There are 1 CUDA capable devices on your machine :
device 0 : sms 128 Capabilities 8.9, SmClock 2580.0 Mhz, MemSize (Mb) 24252, MemClock 10501.0 Mhz, Ecc=0, boardGroupID=0
Using device 0

Testing single precision
Loading binary file data/conv1.bin
Loading binary file data/conv1.bias.bin
Loading binary file data/conv2.bin
Loading binary file data/conv2.bias.bin
Loading binary file data/ip1.bin
Loading binary file data/ip1.bias.bin
Loading binary file data/ip2.bin
Loading binary file data/ip2.bias.bin
Loading image data/one_28x28.pgm
Performing forward propagation …
Testing cudnnGetConvolutionForwardAlgorithm_v7 …
^^^^ CUDNN_STATUS_SUCCESS for Algo 1: -1.000000 time requiring 0 memory
^^^^ CUDNN_STATUS_SUCCESS for Algo 0: -1.000000 time requiring 0 memory
^^^^ CUDNN_STATUS_SUCCESS for Algo 2: -1.000000 time requiring 0 memory
^^^^ CUDNN_STATUS_SUCCESS for Algo 5: -1.000000 time requiring 178432 memory
^^^^ CUDNN_STATUS_SUCCESS for Algo 4: -1.000000 time requiring 184784 memory
^^^^ CUDNN_STATUS_SUCCESS for Algo 7: -1.000000 time requiring 2057744 memory
^^^^ CUDNN_STATUS_NOT_SUPPORTED for Algo 6: -1.000000 time requiring 0 memory
^^^^ CUDNN_STATUS_NOT_SUPPORTED for Algo 3: -1.000000 time requiring 0 memory
Testing cudnnFindConvolutionForwardAlgorithm …
ERROR: cudnn failure (CUDNN_STATUS_ALLOC_FAILED) in mnistCUDNN.cpp:589
Aborting…

(6) Sometimes this:
Executing: mnistCUDNN
cudnnGetVersion() : 8600 , CUDNN_VERSION from cudnn.h : 8600 (8.6.0)
Host compiler version : GCC 11.3.0

There are 1 CUDA capable devices on your machine :
device 0 : sms 128 Capabilities 8.9, SmClock 2580.0 Mhz, MemSize (Mb) 24252, MemClock 10501.0 Mhz, Ecc=0, boardGroupID=0
Using device 0

Testing single precision
ERROR: cudnn failure (CUDNN_STATUS_INTERNAL_ERROR) in mnistCUDNN.cpp:414
Aborting…

(7) Both are run with sudo

(8)
±----------------------------------------------------------------------------+
| NVIDIA-SMI 520.56.06 Driver Version: 520.56.06 CUDA Version: 11.8 |
|-------------------------------±---------------------±---------------------+
| GPU Name Persistence-M| Bus-Id Disp.A | Volatile Uncorr.
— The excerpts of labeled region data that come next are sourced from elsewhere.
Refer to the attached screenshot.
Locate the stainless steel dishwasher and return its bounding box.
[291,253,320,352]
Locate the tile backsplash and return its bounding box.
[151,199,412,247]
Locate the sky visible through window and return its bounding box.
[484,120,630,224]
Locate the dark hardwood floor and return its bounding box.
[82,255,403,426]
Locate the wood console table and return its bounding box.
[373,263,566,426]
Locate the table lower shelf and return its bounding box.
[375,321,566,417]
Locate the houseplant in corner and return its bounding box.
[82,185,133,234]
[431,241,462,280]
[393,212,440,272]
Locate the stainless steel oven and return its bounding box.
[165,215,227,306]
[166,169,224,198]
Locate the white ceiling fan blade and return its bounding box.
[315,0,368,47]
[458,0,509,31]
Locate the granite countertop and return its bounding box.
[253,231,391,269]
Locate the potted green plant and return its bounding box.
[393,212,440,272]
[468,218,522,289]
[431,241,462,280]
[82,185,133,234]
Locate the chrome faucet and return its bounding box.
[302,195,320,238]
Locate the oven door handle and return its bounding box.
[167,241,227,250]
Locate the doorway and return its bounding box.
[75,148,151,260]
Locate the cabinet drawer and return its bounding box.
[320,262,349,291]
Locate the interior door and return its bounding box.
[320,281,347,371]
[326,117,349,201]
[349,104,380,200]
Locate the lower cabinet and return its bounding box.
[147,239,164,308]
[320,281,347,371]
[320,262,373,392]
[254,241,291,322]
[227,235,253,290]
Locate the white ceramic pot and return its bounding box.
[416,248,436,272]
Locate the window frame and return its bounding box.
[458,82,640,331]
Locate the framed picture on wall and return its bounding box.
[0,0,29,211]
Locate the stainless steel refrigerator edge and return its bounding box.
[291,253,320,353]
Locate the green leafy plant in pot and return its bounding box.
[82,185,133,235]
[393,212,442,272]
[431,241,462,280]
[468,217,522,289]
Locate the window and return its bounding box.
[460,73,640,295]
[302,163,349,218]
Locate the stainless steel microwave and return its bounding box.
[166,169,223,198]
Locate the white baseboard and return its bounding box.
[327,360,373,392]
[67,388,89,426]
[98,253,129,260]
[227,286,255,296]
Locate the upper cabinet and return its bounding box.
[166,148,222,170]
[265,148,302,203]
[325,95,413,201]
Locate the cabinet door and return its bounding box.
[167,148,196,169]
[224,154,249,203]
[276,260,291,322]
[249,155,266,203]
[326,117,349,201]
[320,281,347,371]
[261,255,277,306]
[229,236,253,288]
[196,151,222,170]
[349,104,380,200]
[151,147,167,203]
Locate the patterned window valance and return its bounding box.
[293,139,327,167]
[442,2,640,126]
ECC |
| Fan Temp Perf Pwr:Usage/Cap| Memory-Usage | GPU-Util Compute M. |
| | | MIG M. |
|===============================+======================+======================|
| 0 NVIDIA GeForce … Off | 00000000:01:00.0 On | Off |
| 0% 44C P2 114W / 450W | 503MiB / 24564MiB | 0% Default |
| | | N/A |
±------------------------------±---------------------±---------------------+

±----------------------------------------------------------------------------+
| Processes: |
| GPU GI CI PID Type Process name GPU Memory |
| ID ID Usage |
|=============================================================================|
| 0 N/A N/A 2025 G /usr/lib/xorg/Xorg 244MiB |
| 0 N/A N/A 2282 G /usr/bin/gnome-shell 81MiB |
| 0 N/A N/A 3519 G …8/usr/lib/firefox/firefox 154MiB |
| 0 N/A N/A 34621 G …mviewer/tv_bin/TeamViewer 23MiB |
±----------------------------------------------------------------------------+

(9)
./deviceQuery Starting…

CUDA Device Query (Runtime API) version (CUDART static linking)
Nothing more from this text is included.